Tracey McDermott, acting chief executive of the Financial Conduct Authority (FCA) vowed to break what she called the "regulate, de-regulate, repeat cycle" of financial services regulation, as she laid out her plans for future regulation to the annual Lord Mayor's City Banquet.
In a speech due to be delivered last night at Mansion House, McDermott acknowledged there is a need to soften the regulatory grip on firms - but warned against complacency and forgetting the "lessons of the past".
She told guests the regulator had come a long way towards eliminating the causes of bad behaviour in recent years but the current intensity and volume of regulation was "not sustainable" for either industry or regulators.
The danger, she said, was a "sensible desire" to reduce unnecessary regulation would allow the "pendulum to swing too far".

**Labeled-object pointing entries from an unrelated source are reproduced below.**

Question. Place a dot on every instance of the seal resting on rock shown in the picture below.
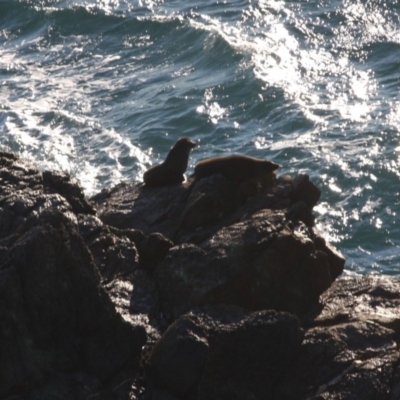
(236, 167)
(171, 171)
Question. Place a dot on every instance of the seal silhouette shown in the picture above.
(237, 167)
(171, 171)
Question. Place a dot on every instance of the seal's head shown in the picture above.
(178, 156)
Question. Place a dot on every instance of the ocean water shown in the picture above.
(102, 88)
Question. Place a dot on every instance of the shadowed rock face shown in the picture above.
(252, 248)
(171, 171)
(236, 167)
(206, 269)
(53, 304)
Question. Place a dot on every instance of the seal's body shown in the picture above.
(171, 171)
(236, 167)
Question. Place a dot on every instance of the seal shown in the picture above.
(237, 167)
(171, 171)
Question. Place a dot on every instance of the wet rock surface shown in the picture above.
(212, 289)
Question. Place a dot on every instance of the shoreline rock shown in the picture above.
(211, 289)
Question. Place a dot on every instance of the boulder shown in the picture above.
(350, 349)
(225, 352)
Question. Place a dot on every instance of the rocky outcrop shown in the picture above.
(212, 289)
(251, 248)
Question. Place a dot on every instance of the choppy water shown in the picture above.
(102, 89)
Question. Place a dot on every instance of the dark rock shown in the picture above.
(305, 190)
(153, 249)
(53, 304)
(24, 192)
(61, 183)
(179, 358)
(209, 201)
(248, 351)
(150, 210)
(247, 264)
(350, 350)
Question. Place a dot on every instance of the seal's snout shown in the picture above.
(171, 171)
(186, 142)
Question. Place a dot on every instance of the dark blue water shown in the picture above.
(102, 89)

"We become caught in a loop where we regulate, de-regulate, repeat on an infinite cycle. And if we do that, if we take too big a step back when things are going well then history suggests we will fail to anticipate and prevent the problems of the future."
The regulator will focus on its three roles of enforcement body, policy maker, and facilitator of industry debate, she said.
It will continue to set and enforce rules and deal with foul play fairly and decisively, and to use behavioural finance to assess how well the market is functioning for consumers and firms.
It will also monitor the effect of its interventions on competition in the marketplace, with the aim to create "clear, consistent and predictable" boundaries in which firms still feel they can innovate.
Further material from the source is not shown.